The Works Progress Administration was an ambitious employment and infrastructure program created by President Franklin D. Roosevelt (FDR) in 1935 during the Great Depression.   It was in existence for eight years and put about 8.5 million Americans to work and part of the New Deal. Designed to prove relief for the unemployed by providing jobs an income for millions of Americans. It is best known for its public works projects such as the Hoover Dam, but it also sponsored projects in the arts, employing thousands of artists, musicians, writers, and actors.

Under Federal One, which is the program in which the WPA artists worked, FDR intended for artists to create inspiring, motivational, and entertaining works that would give a hopeful view of life amidst economic turmoil. Sculptors created monuments and works of art that were reflected and motivated and inspired by parts of “American Life.”

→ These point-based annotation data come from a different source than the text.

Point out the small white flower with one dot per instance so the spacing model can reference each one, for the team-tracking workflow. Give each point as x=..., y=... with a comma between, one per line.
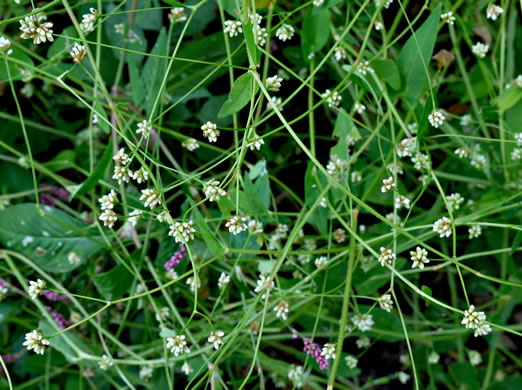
x=387, y=256
x=145, y=372
x=186, y=368
x=37, y=30
x=255, y=227
x=193, y=283
x=88, y=21
x=339, y=53
x=273, y=83
x=419, y=257
x=388, y=184
x=474, y=231
x=359, y=108
x=144, y=127
x=212, y=190
x=236, y=225
x=340, y=235
x=334, y=100
x=282, y=310
x=216, y=338
x=177, y=345
x=264, y=284
x=121, y=158
x=351, y=361
x=78, y=52
x=493, y=11
x=473, y=318
x=122, y=173
x=480, y=49
x=108, y=217
x=385, y=302
x=403, y=377
x=443, y=227
x=461, y=152
x=320, y=261
x=448, y=17
x=364, y=68
x=151, y=198
x=182, y=231
x=107, y=201
x=36, y=288
x=364, y=322
x=454, y=201
x=436, y=118
x=105, y=362
x=402, y=201
x=362, y=342
x=474, y=358
x=141, y=175
x=285, y=32
x=210, y=131
x=224, y=280
x=34, y=341
x=73, y=258
x=177, y=15
x=328, y=351
x=190, y=144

Mr. Hebald’s WPA work that still exists today, reflects aspects of the American worker and parenting in PigaBack where a father carries his young child on his back. In Elements in a Life Study about apartment life in New York City during the Great Depression one feels the deep oppression of economic woes of the time. One of the musicians who was ever present in American artistic circles during this time, was Huddy Lead Belly and because of Hebald’s intimate friendship with him, he immortalized his portrait in Lead Belly the Guitarist. One of the only remaining public works of art, though currently displaced, WPA works of Hebald can be found is Boating on Toms River which was commissioned for the US Postal Office in Toms River, New Jersey. Unfortunately, many of his larger public works have long since been destroyed. Hebald graduated from the WPA arts school and later taught art through its teaching program. He found contemporaries through the WPA and the A.C. A. Gallery acquiring life-long friendships with sculptor Chaim Gross, Mexican muralist David Alfaro Siqueiros, painter Willem de Kooning, and sculptor/artist Isamu Noguchi.